Da geht es zum Beispiel um eine Reduktion der Kosten für die Ausstrahlung und Verbreitung der Programme über terrestrische Sender, Satellit und digital. Und nicht zum ersten Mal um die mögliche Einstellung von ORF3 und ORF Sport plus oder auch des Radio Symphonie Orchesters. Diese Angebote waren noch bei jeder Spardebatte Thema, zuletzt sind sie mit dem Geld aus dem Budget verknüpft worden, das jetzt gestrichen wird - also stehen sie wieder zur Diskussion.
Kündigungsfristen, Verträge: Die Zeit drängt
Aber selbst wenn man das alles streichen würde, käme man nicht auf die 90 Millionen Euro, die ab dem kommenden Jahr fehlen werden. Und die Zeit drängt, sagt Eva Schindlauer. "Wir müssen jetzt entscheiden, wie es 2028 dann weitergeht. Ansonsten sind die Fristen einfach so eng mit Kündigungsfristen, wenn das notwendig sein wird, aber auch die Fristen von Verträgen. Wir haben ja viele langfristige Verträge."

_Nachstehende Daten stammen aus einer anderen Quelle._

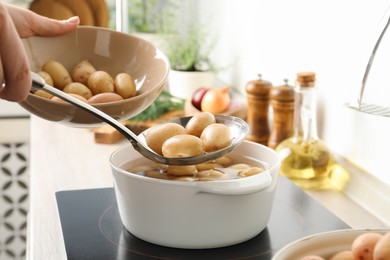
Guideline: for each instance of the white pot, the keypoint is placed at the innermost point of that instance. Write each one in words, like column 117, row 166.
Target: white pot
column 183, row 84
column 196, row 215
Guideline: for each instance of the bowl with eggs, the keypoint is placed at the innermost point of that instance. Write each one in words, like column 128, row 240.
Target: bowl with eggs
column 214, row 204
column 345, row 244
column 115, row 72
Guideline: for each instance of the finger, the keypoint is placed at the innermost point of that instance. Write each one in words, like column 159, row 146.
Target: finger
column 28, row 23
column 16, row 69
column 49, row 27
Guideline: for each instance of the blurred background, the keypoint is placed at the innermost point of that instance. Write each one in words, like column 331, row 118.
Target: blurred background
column 237, row 40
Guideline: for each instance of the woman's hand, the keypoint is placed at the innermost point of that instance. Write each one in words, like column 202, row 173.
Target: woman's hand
column 17, row 23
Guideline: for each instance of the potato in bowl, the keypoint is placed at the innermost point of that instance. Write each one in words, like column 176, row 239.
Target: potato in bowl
column 110, row 51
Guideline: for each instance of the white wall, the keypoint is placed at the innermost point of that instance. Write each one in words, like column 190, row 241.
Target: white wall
column 334, row 38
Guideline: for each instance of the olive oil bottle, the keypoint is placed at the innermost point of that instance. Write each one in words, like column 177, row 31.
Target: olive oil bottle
column 306, row 159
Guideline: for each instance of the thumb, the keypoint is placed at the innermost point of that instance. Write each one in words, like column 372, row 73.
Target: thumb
column 51, row 27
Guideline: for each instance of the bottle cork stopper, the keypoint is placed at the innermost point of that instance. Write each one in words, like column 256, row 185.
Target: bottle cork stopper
column 283, row 93
column 306, row 79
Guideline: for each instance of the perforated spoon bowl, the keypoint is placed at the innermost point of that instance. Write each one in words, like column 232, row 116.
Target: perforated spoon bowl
column 239, row 128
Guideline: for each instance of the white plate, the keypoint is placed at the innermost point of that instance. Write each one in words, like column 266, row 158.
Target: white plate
column 323, row 244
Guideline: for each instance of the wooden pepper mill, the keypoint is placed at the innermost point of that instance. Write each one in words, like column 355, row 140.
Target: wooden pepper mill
column 282, row 102
column 258, row 96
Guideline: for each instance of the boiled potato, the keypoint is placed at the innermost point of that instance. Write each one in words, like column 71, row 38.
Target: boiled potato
column 208, row 166
column 42, row 93
column 209, row 175
column 183, row 145
column 100, row 82
column 363, row 246
column 104, row 98
column 199, row 122
column 382, row 248
column 82, row 71
column 72, row 94
column 58, row 73
column 157, row 135
column 78, row 88
column 250, row 171
column 225, row 160
column 215, row 137
column 180, row 170
column 124, row 85
column 46, row 77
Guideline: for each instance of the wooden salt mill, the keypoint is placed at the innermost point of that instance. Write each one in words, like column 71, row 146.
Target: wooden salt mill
column 258, row 95
column 282, row 102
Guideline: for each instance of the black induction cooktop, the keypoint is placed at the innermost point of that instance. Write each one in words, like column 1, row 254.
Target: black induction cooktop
column 92, row 228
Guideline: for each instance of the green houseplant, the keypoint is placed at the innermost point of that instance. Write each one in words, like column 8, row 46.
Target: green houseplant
column 191, row 66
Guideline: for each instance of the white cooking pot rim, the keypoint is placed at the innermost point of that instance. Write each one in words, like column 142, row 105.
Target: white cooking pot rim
column 122, row 171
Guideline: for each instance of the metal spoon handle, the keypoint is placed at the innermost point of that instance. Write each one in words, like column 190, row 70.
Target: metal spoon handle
column 370, row 61
column 38, row 84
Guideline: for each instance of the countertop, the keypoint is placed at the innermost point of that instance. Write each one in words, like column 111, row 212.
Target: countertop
column 65, row 158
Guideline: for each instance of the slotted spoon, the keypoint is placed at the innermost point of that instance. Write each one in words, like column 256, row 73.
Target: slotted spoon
column 239, row 128
column 360, row 105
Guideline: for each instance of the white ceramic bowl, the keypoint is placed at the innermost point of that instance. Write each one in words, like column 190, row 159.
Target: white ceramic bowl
column 196, row 215
column 107, row 50
column 323, row 244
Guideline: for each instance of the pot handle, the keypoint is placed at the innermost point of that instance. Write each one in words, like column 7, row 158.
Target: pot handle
column 246, row 185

Es muss der amtierenden und der neuen Geschäftsführung jedenfalls mehr einfallen als die beliebte Forderung nach weniger US-Serien - wie sie in den Kandidaten-Diskussionen vor der ORF-Wahl wieder gern vorgebracht wurde. Das habe die Programmdirektorin schon vor geraumer Zeit drastisch reduziert, sagt ORF-Finanzchefin Eva Schindlauer. "Also wir haben da kein Lizenzausmaß drinnen, das so voluminös wäre, dass man es groß abbauen müsste. Das ist eigentlich schon längst passiert."
Den öffentlich-rechtlichen Auftrag neu denken
Im Grunde geht es darum, den öffentlich-rechtlichen Auftrag neu zu denken. Damit will sich im Herbst auch die Politik befassen. Aber entscheidend wird jetzt einmal sein, wo Clemens Pig mit dem ORF hin will. Schindlauer: "Er wird sicherlich Ideen haben, wie er den öffentlich rechtlichen Auftrag schärfen möchte. Der ist ja - das ist auch das Schwierige - der ist im Gesetz nicht genau definiert, sondern der ist dehnbar und der ist biegsam. Wie seine Visionen diesbezüglich sind, wie das genau ausgestaltet werden soll, danach richtet sich das Budget."
Es werde kein Stein auf dem anderen bleiben, das hat Gerhard Zeiler in den 1990er Jahren bei seinem Antritt als ORF-Chef gesagt. Und daran hat Ingrid Thurnher dieser Tage erinnert. Fix ist: Die Zeiten bleiben turbulent.